“粥里放了小米。”
陈芳芳解释。
“小米养人,对身子好。”
“那爸爸以后天天给圆圆熬小米粥,好不好?”
小丫头仰着脸,满是期盼。
“好!”
蒋方刚斩钉截铁。
“爸爸以后天天给圆圆熬!”
陈芳芳瞧着他那股认真劲儿,想说的话滚到嘴边,又生生咽了回去。
小米金贵,家里哪能天天见?
可瞅着他那不容置喙的架势,她实在开不了口扫他的兴。
“吃完赶紧歇着去。”
她低头收拾碗筷。
“明儿还得下地。”
“碗我来洗。”
蒋方刚立马就要起身。
“你那腿……当真不碍事了?”
陈芳芳忍不住又问。
“没事。”
蒋方刚右腿的酸痛一阵阵袭来,他咬牙忍着,脸上硬是挤出个笑模样。
“这点活计,算啥!”
他一脚高一脚低地挪向灶房,偏还挺直了腰杆装没事人。
陈芳芳瞅着他的背影,心口发堵,一阵阵的发酸发胀,说不清的滋味搅成一团。
这男人,究竟还藏着掖着多少事没让她晓得?
他今儿个,到底受了多大的罪?
蒋方刚一瘸一拐地端着碗筷进了灶房。
冰凉的井水一激,右腿的酸痛感针扎一般,让他暗暗抽了口凉气。
“你那腿,真没事?”陈芳芳抱着手臂,斜倚在灶房门口,声音不高,却透着一股不容置疑的劲儿。
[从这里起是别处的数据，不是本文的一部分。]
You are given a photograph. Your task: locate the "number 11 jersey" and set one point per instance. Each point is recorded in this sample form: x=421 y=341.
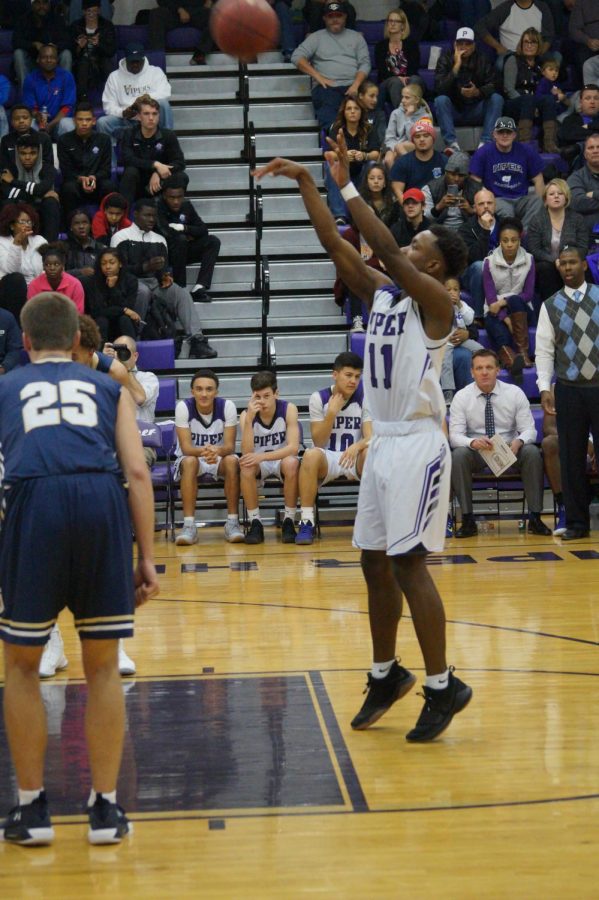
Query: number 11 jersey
x=401 y=364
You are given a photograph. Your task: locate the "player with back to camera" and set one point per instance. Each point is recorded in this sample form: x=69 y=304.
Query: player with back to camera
x=405 y=483
x=65 y=433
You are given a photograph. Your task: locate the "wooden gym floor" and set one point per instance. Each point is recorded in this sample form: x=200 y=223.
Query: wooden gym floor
x=241 y=773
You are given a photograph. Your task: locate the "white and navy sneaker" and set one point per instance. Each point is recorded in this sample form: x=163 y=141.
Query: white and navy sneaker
x=29 y=825
x=108 y=823
x=53 y=658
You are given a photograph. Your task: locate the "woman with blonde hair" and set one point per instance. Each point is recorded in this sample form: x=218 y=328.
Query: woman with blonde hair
x=554 y=228
x=396 y=58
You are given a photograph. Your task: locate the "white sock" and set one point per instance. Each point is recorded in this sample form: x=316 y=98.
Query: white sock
x=438 y=682
x=380 y=670
x=27 y=797
x=111 y=797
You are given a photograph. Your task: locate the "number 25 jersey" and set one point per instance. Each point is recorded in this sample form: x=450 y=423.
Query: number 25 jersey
x=57 y=418
x=401 y=364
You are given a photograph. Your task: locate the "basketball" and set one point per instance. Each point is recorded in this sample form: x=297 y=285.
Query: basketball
x=243 y=28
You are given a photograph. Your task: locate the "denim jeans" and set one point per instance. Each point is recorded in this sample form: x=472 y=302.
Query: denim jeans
x=484 y=112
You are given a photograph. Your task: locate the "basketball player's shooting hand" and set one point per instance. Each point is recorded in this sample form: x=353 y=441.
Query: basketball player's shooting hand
x=338 y=160
x=280 y=166
x=146 y=582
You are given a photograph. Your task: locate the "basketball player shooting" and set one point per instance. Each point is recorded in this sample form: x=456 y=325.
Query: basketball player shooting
x=404 y=491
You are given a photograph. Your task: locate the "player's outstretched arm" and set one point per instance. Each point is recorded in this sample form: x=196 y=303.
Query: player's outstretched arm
x=141 y=499
x=429 y=293
x=361 y=279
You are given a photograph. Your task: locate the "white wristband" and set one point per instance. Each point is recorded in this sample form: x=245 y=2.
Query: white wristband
x=349 y=192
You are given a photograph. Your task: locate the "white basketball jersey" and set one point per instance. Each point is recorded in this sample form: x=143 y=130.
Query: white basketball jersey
x=401 y=364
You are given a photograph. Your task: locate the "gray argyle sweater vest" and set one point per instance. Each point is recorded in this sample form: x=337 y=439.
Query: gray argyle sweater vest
x=576 y=327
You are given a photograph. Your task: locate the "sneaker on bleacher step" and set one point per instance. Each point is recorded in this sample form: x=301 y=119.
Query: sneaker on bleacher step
x=53 y=658
x=233 y=533
x=108 y=823
x=305 y=534
x=187 y=536
x=560 y=525
x=29 y=824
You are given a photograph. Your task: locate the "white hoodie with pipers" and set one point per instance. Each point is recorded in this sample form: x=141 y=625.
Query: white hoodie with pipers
x=123 y=87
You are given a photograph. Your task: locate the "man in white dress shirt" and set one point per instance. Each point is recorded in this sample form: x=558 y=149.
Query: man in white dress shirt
x=480 y=410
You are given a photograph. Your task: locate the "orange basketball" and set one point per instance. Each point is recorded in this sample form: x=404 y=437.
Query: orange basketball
x=244 y=28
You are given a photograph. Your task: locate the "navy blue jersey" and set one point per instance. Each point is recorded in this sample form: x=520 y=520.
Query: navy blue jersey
x=57 y=418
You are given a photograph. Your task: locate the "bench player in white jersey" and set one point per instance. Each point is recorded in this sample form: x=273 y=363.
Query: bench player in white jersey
x=206 y=431
x=404 y=490
x=341 y=428
x=269 y=447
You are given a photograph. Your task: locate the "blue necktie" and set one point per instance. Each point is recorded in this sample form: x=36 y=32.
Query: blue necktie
x=489 y=417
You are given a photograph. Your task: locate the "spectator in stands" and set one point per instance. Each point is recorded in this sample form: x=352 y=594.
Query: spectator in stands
x=150 y=154
x=145 y=254
x=478 y=412
x=553 y=229
x=49 y=91
x=110 y=218
x=341 y=428
x=481 y=235
x=465 y=90
x=362 y=146
x=11 y=343
x=508 y=281
x=567 y=344
x=413 y=220
x=522 y=76
x=315 y=14
x=133 y=78
x=506 y=167
x=421 y=165
x=269 y=449
x=584 y=31
x=336 y=59
x=456 y=370
x=368 y=94
x=187 y=238
x=32 y=31
x=584 y=183
x=396 y=58
x=84 y=159
x=93 y=45
x=504 y=25
x=20 y=262
x=110 y=296
x=31 y=179
x=575 y=128
x=54 y=278
x=21 y=122
x=206 y=431
x=82 y=249
x=412 y=108
x=449 y=198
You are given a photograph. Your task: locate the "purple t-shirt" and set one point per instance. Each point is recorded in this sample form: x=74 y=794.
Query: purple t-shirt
x=506 y=174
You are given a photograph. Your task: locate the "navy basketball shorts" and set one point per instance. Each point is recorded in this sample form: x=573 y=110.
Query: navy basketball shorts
x=66 y=541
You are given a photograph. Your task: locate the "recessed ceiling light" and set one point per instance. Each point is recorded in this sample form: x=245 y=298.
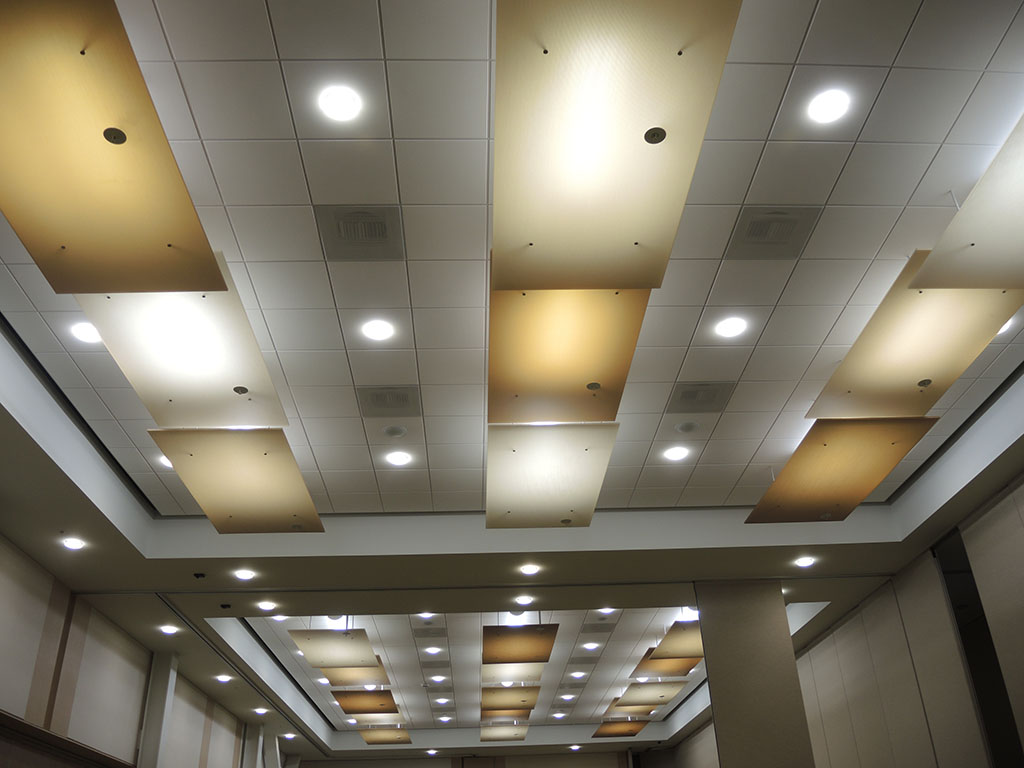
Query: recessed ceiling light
x=676 y=453
x=340 y=102
x=398 y=458
x=86 y=332
x=377 y=330
x=730 y=327
x=828 y=105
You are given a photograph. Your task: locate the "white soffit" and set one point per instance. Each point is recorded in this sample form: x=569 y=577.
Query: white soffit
x=546 y=475
x=186 y=353
x=981 y=248
x=582 y=199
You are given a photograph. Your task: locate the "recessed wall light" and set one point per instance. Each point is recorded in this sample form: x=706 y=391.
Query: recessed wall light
x=86 y=332
x=730 y=327
x=828 y=105
x=340 y=102
x=377 y=330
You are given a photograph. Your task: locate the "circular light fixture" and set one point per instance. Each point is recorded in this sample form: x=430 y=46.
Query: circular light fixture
x=676 y=453
x=730 y=327
x=398 y=458
x=377 y=330
x=339 y=102
x=86 y=332
x=828 y=105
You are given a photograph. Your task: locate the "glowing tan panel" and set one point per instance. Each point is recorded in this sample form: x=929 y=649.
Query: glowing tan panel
x=521 y=697
x=246 y=481
x=547 y=347
x=981 y=248
x=504 y=732
x=493 y=674
x=649 y=694
x=192 y=357
x=681 y=641
x=366 y=701
x=620 y=728
x=527 y=644
x=837 y=465
x=386 y=736
x=914 y=336
x=334 y=647
x=582 y=200
x=96 y=215
x=546 y=476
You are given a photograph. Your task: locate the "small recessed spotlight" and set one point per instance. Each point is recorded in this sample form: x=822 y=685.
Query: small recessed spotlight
x=339 y=102
x=86 y=332
x=398 y=458
x=730 y=327
x=377 y=330
x=828 y=105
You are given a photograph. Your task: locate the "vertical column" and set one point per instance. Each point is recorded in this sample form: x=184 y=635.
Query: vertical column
x=756 y=699
x=159 y=699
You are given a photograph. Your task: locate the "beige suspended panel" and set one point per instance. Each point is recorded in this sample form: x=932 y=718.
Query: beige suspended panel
x=981 y=248
x=192 y=357
x=527 y=644
x=837 y=465
x=560 y=355
x=681 y=641
x=87 y=178
x=546 y=476
x=246 y=481
x=582 y=198
x=334 y=647
x=914 y=346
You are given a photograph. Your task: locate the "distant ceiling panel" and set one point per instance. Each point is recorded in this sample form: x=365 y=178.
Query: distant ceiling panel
x=561 y=355
x=915 y=345
x=527 y=644
x=981 y=248
x=600 y=117
x=246 y=480
x=87 y=178
x=546 y=476
x=839 y=463
x=192 y=357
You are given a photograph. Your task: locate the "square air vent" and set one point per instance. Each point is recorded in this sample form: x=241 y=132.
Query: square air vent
x=771 y=232
x=699 y=396
x=360 y=232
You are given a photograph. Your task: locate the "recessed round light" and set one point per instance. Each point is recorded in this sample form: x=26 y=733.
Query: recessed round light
x=398 y=458
x=340 y=102
x=730 y=327
x=377 y=330
x=828 y=105
x=86 y=332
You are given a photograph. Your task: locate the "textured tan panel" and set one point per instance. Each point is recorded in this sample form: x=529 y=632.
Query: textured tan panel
x=519 y=696
x=334 y=647
x=246 y=480
x=94 y=215
x=981 y=248
x=547 y=346
x=681 y=641
x=386 y=736
x=837 y=465
x=546 y=476
x=913 y=336
x=184 y=353
x=527 y=644
x=578 y=85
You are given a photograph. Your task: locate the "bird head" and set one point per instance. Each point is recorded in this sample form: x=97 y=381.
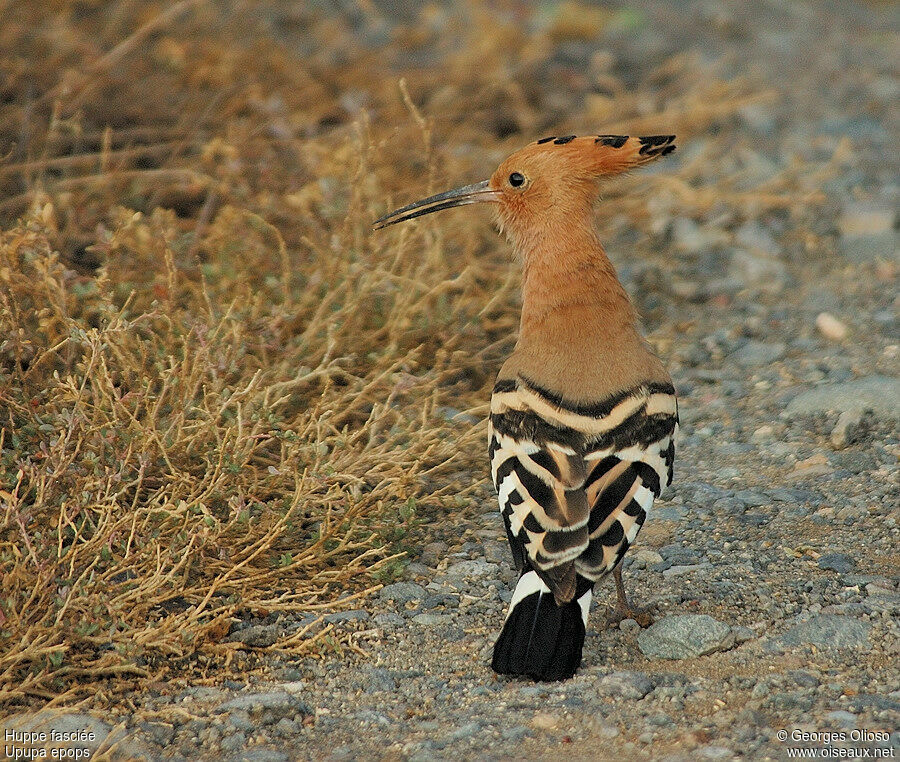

蒋方刚依旧背对着她,水声哗啦啦地响,盖过了他略显急促的呼吸。
“说了没事,蹲久了,麻了而已,缓一缓就好。”
“麻了?”陈芳芳哼了一声,“我看你今天走路都快画符了。”
“下午那片硬茬地,你一个人真能啃下来?别硬撑着,回头落下病根,哭都没地方哭!”
“一个大老爷们,翻几块地还能把自己废了?”蒋方刚把洗好的碗重重码在灶台上,发出“哐当”一声。
“你赶紧带圆子去歇着,明儿你还得早起去镇上呢。”
陈芳芳不再多言,扭身进了里屋。
小圆子早已趴在炕上睡得香甜,小呼噜打得均匀。
陈芳芳替她掖了掖被角,旋即在屋里翻箱倒柜起来。
“大半夜的不睡觉,你瞎折腾什么呢?”蒋方刚擦干手上的水渍,跛着脚走了进来。